To understand the nuances of Balbilla’s Sapphic language, I first consider contemporary visual and textual representations of Sabina. Imperially sanctioned depictions in statuary and on coins presented the empress as a symbol of imperial piety, fecundity, and harmony, often likening her to the goddesses Vesta, Ceres, and Concordia (Brennan, Fejfer). Literary representations similarly focused on her title “Augusta,” her connection to goddesses (e.g. νεάν Δήμητρα, IG, VII, 73 and νέᾳ Ἡρᾳ, TAM, II 2, 560), and her marriage to Hadrian, rather than personal or physical attributes (Carandini). Though this information leads us to expect a certain level of deference in treatments of Sabina at this time, I will show that this is not the case.

I next examine how Sappho was received in the imperial period and whether the homoerotic undertones of her poetry would have been pertinent to Balbilla’s contemporary audience in their reading of her epigrams. From the time of Ovid up to the Oxyrynchus Papyrus, Roman authors seem to have been invested in Sappho’s sexuality, specifically presenting it as homoerotic or exhibiting anxiety over its homoerotic undertones (Auanger). The continued cultural consciousness of a homosexual Sappho necessarily speaks to Balbilla’s poetry: intertexts to Sappho would certainly have marked Balbilla’s poetry as homoerotic. Where Balbilla could have used less erotically-charged language to describe Sabina, she purposely incorporated eroticized Sapphic elements.

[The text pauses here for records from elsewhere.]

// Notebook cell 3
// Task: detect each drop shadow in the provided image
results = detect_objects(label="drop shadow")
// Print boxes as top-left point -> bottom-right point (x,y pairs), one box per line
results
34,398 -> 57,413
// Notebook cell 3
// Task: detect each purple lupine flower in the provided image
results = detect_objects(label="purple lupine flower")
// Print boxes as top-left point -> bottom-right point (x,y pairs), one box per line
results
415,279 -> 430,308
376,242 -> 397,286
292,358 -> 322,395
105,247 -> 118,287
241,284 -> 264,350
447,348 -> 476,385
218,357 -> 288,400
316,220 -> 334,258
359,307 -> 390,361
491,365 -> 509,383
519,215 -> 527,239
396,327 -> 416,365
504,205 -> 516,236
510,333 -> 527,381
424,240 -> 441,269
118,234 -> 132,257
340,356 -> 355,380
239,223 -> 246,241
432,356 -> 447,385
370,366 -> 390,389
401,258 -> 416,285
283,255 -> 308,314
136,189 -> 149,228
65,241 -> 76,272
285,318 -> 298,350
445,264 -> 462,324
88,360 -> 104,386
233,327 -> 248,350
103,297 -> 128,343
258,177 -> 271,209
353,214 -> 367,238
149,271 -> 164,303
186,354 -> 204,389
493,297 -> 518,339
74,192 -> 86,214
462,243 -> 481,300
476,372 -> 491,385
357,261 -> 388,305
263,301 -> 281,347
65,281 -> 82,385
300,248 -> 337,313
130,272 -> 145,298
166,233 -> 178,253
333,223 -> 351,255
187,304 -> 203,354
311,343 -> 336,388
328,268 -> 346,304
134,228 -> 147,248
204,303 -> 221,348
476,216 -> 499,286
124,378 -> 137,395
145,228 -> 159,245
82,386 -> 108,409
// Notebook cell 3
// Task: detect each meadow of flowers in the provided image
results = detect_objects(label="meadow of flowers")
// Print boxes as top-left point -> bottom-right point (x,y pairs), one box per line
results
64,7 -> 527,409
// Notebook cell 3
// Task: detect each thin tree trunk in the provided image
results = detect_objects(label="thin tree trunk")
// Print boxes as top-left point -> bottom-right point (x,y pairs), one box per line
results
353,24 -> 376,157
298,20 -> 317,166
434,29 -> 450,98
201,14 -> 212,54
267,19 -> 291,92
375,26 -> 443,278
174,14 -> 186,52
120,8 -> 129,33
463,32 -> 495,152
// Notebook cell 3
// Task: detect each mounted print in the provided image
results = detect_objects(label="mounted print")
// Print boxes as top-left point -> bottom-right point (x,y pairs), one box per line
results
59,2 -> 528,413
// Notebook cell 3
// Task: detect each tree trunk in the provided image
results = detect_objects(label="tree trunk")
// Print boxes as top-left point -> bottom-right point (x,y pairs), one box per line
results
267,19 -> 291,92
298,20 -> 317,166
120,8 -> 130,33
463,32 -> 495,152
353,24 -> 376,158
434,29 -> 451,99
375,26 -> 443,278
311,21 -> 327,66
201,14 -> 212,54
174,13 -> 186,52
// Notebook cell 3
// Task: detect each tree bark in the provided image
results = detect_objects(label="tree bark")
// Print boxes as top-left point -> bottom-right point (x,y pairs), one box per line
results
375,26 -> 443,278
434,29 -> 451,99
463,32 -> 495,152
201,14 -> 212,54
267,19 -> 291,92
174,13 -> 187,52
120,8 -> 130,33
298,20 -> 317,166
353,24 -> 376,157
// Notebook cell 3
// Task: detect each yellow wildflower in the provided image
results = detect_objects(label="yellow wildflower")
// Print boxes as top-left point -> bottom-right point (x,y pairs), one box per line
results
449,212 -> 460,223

Balbilla’s last two epigrams (Bernand 30 and 31) describe Sabina with phrases like κάλα τυῖδε Σάβιννα, ἐράτα μόρφα, and ἐράται βασιλήιδι τυῖδε Σαβίννᾳ, epithets uniquely related to Sappho’s descriptions of beautiful women (Brennan, Rosenmeyer). The structural similarities between Balbilla’s epigram 30 and the love triangle of Sappho fr. 31, where the poetess watches a male figure interact with a female love interest from afar, are particularly striking. I draw on the poetic trope of “passive contrast figure” vs. active lover (Marcovich, Race) to argue that Balbilla casts herself as the active lover (Sappho) and Memnon as the passive contrast figure (“that man” in fr. 31). I also show how Balbilla actively excludes Hadrian from the love narrative until the end of epigram 30, undercutting his involvement with Sabina.

This paper argues that given these poetic maneuvers, Balbilla’s poetry necessitates a queer reading. Such a reading recognizes threads of resistance against dominant ideologies and thereby allows us to accept and explore the sexual complications Balbilla presents, rather than attempting to explain them away. Scholarship on Balbilla has taken a firm stance against the presence of homoeroticism specifically as a response to clumsy claims of an actual lesbian relationship between poetess and empress and not as a response to the poetry itself. Nevertheless, a heteroerotic reading of Balbilla’s poetry misses the mark as much as prior claims of a genuine homosexual relationship.